Saturday, June 02, 2007
Like many Canadian airports it is now possible to pass through US immigration in Dublin when flying to the states. But unlike the Canadian scheme the Irish one does not cover customs.
This leads to a major security problem on arrival in Chicago. The airport is built for only two types of arrival: domestic and international. There is no third category for passengers who have passed immigration but not customs.
So when passengers from Ireland arrive at Chicago they mix with the other passengers who have not passed through immigration and then present their stamped customs declaration form to bypass the queues at immigration.
The customs form has no binding to the passenger presenting it. So all it takes to bypass immigration is to arrange to fly to Chicago on an international flight which is scheduled to arrive before a flight from Ireland, hang out in the rest rooms until the Irish flight is in, then present a customs form with a fake stamp to bypass the immigration desk. Alternatively put a passenger with a US passport on the flight from Ireland, on arrival in Chicago they pass their customs form to the terrorist and then pass through immigration as normal.
It would probably cost something to refit Chicago and other airports to handle this situation securely.

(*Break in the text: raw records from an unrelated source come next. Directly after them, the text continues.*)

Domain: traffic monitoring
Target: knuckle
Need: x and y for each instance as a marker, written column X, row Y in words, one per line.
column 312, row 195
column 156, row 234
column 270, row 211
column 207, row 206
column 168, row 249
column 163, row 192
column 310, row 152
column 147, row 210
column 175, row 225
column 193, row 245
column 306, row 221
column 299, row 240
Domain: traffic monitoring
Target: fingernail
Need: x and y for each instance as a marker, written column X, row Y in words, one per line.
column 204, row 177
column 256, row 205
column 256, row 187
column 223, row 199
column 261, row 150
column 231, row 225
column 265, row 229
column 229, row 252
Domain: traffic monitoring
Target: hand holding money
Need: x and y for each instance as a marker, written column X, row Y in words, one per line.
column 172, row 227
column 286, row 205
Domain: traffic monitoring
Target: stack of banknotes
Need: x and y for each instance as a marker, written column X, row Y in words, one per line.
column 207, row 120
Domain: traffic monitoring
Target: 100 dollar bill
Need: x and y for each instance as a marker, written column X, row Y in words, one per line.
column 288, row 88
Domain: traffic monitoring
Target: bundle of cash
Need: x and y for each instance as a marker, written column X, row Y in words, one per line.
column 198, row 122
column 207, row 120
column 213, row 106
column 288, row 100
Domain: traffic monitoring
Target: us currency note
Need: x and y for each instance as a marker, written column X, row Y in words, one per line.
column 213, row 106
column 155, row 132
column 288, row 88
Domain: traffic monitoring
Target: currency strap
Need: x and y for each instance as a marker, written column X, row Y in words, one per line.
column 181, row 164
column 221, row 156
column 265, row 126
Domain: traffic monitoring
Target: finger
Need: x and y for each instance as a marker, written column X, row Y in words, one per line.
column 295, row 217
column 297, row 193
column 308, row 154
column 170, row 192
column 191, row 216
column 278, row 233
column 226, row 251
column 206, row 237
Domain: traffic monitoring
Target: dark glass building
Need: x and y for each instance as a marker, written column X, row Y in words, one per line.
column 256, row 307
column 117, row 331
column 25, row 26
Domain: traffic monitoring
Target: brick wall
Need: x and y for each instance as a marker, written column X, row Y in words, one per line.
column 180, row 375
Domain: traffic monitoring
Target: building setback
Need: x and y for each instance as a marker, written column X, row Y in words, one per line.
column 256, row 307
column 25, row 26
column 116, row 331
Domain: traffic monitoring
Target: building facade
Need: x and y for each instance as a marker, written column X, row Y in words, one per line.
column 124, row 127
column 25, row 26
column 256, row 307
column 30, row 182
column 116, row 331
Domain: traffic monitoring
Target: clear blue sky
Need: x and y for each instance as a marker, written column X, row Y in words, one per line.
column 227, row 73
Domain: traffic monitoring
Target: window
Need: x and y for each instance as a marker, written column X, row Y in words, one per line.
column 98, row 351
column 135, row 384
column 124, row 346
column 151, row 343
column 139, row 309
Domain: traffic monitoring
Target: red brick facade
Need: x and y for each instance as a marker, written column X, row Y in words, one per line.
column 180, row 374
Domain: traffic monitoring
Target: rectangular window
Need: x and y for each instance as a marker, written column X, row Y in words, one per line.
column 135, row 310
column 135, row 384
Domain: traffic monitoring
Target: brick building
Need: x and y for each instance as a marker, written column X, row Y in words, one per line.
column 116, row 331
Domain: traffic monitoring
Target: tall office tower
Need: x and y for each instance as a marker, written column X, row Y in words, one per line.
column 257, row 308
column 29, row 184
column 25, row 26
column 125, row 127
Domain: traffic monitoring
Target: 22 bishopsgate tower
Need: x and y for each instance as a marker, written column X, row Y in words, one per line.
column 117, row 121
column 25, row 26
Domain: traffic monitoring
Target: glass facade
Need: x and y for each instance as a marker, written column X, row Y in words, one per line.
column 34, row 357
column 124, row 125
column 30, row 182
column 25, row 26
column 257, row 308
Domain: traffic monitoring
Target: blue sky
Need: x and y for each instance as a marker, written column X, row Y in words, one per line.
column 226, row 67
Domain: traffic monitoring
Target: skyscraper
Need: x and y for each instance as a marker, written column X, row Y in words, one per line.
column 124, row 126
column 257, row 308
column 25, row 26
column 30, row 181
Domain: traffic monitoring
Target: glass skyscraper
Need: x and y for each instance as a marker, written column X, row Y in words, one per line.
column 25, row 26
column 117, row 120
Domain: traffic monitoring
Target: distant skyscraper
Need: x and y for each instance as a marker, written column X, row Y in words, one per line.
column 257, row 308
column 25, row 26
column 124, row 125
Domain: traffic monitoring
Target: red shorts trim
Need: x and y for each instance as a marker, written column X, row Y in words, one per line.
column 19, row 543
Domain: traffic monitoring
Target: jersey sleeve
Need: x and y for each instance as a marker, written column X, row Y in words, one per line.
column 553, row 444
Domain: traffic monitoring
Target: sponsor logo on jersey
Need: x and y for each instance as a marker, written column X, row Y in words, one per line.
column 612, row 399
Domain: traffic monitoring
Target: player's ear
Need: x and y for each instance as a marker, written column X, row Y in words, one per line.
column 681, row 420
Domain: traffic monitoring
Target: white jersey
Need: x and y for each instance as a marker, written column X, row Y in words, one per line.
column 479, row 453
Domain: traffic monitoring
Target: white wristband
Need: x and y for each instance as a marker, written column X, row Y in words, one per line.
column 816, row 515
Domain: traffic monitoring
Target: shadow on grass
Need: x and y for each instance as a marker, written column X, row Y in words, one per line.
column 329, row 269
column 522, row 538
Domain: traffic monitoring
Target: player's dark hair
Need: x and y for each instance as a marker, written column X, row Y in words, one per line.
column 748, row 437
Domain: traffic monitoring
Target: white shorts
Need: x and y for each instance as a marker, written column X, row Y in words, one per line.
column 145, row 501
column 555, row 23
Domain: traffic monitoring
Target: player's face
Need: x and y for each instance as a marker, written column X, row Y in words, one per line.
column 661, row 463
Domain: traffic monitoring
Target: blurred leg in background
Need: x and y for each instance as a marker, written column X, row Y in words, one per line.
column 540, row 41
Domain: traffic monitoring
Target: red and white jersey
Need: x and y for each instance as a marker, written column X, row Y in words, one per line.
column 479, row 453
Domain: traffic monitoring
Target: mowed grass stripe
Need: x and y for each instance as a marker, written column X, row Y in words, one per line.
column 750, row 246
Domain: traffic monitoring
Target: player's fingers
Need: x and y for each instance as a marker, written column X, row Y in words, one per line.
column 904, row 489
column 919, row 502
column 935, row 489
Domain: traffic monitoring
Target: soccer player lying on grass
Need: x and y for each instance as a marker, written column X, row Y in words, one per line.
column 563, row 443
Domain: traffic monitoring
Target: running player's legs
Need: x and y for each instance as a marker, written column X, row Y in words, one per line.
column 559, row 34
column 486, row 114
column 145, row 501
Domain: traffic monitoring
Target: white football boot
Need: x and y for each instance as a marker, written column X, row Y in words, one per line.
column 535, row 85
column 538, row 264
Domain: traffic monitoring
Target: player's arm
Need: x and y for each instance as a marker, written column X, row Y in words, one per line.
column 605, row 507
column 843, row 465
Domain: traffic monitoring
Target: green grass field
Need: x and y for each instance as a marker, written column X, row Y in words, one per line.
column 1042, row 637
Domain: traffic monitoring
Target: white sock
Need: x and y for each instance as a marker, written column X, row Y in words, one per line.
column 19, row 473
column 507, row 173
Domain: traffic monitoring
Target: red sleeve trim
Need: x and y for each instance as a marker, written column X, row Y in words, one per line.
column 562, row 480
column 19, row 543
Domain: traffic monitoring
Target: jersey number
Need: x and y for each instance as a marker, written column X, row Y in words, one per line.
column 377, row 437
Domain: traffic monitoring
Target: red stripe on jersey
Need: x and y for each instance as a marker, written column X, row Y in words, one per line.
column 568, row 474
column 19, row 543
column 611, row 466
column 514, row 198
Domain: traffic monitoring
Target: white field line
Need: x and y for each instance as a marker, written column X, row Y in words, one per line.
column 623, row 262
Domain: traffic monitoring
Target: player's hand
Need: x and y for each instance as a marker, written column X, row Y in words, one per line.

But the costs are small compared to the $22 billion or so that RealID is going to cost.
By comparing Iraq to Korea, Bush has effectively admitted that the situation is a stalemate and neither side can expect victory.
As far as the US polity is concerned anything short of victory is a defeat.
The statement has effectively made McCain, Romney and Giuliani unelectable. Even the likes of Rush Limbaugh are not going to argue for fifty more years of war in Iraq.